君と一番の恋をする

「ほんとに、二人ともごめんね。でも、ありがとう」


二人に頭を下げてお礼を言った。
二人が探してくれなかったら、本当に私たち、どうなってたかわからない。
もう、命の恩人といっても過言ではないくらいだ。

奏太くんが先にドアを開けてくれて、私たちは屋上から出る。
一年生の教室の前で別れるとき陸人くんが私に向かって巻き込んでしまったと謝ってくれたけど、そこまで気にしないでほしいことを伝え、私たちは教室に戻って荷物を取りに行った。

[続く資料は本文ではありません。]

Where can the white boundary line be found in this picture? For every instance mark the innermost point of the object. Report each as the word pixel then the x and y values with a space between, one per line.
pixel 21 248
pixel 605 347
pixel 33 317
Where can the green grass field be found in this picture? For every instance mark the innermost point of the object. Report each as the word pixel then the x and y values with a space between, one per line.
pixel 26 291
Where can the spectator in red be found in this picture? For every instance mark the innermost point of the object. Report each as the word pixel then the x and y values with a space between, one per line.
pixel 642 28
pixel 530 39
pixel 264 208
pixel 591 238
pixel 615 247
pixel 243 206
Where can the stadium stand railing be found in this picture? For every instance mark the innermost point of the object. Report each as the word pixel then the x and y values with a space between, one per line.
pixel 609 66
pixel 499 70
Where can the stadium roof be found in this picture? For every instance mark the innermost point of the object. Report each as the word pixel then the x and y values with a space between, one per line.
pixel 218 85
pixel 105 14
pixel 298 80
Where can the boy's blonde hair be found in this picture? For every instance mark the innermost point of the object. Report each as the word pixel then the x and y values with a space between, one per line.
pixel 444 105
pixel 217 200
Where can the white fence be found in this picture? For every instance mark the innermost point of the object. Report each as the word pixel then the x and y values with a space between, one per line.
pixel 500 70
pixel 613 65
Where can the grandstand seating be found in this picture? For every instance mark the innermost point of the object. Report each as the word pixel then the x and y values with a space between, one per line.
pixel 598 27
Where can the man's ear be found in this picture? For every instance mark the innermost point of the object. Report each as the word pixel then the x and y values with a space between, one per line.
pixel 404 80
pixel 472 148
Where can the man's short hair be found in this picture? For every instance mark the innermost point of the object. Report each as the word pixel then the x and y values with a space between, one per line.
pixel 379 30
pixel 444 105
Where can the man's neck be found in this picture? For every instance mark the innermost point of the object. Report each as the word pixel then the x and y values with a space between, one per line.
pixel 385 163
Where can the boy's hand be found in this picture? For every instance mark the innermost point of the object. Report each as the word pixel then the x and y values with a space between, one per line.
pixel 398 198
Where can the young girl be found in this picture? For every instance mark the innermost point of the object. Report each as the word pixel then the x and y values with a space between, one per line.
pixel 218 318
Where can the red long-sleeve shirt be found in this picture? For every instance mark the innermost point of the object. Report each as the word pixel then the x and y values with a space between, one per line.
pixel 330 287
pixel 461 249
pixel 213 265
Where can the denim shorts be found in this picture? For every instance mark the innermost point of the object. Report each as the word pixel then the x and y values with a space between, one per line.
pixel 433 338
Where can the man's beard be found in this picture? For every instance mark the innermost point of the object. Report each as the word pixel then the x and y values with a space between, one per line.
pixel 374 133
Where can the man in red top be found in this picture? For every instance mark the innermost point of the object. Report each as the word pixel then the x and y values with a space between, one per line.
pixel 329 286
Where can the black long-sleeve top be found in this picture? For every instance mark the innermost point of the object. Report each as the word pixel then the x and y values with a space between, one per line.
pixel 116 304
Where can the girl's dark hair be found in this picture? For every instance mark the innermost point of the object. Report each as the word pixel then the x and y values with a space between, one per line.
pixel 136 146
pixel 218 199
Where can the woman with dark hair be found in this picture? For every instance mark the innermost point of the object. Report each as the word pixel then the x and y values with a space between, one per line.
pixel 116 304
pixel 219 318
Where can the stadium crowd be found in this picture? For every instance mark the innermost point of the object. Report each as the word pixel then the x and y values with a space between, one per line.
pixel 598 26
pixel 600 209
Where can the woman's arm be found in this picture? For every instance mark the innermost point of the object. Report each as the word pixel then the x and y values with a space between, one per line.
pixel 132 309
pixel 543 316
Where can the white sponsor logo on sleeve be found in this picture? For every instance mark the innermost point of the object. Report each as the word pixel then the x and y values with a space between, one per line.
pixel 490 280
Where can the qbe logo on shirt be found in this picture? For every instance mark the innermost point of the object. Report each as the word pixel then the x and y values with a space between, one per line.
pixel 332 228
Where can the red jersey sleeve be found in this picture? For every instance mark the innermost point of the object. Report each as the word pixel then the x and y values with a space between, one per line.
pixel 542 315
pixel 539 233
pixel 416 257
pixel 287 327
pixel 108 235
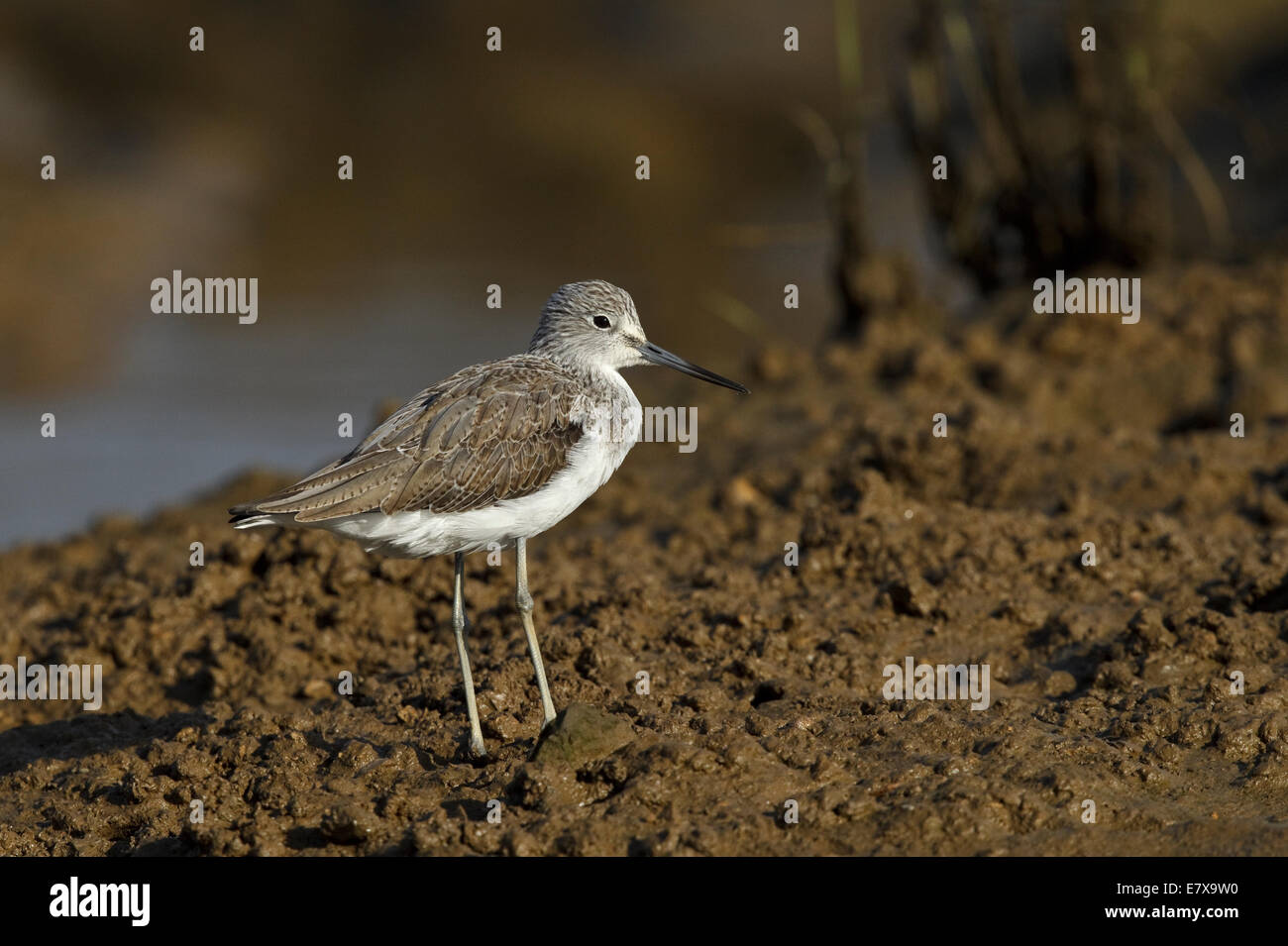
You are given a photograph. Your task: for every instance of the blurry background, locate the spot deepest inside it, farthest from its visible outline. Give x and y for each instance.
(472, 167)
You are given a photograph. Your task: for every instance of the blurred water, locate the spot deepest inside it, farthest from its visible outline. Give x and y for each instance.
(188, 404)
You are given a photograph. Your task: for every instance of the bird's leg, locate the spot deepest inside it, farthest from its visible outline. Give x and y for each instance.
(524, 601)
(459, 630)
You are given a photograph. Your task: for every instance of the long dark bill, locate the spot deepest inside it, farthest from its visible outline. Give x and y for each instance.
(655, 356)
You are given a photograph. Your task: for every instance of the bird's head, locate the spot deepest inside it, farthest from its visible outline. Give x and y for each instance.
(595, 325)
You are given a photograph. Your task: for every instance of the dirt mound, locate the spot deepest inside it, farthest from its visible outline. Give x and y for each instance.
(1115, 683)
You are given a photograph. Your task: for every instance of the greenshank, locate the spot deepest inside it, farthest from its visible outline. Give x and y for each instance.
(492, 456)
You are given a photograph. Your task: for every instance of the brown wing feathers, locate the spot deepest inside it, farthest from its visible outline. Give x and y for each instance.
(485, 434)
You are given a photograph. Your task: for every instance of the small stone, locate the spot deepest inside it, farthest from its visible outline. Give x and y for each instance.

「じゃあ帰ろうか、と言いたいところだけど、俺は職員室に寄ってから帰るよ。二人とも気を付けて帰ってね」
「早瀬も、気を付けて帰りなさいよ!」


奈央ちゃんがそうあいさつしたので、私も何か言わなきゃと戸惑う。


「じゃあ、またね」
「うん」


ちょっと不自然になってしまった別れの言葉を告げると、奏太くんは頷いてくれた。
奏太くんに“またね”なんて言ったの、きっと小学生ぶり。
だけど、今の会話が私の中のどこかで決定打になっていた。

私が思う、奏太くんへの気持ち。気まずさとか、距離の測り方とか。
あんなに離れていたせいで話すことすら怖かったのに、今はちょっとだけ心が軽くなった気がするのだった。

一階で奏太くんと別れ、奈央ちゃんと二人で下駄箱に向かう。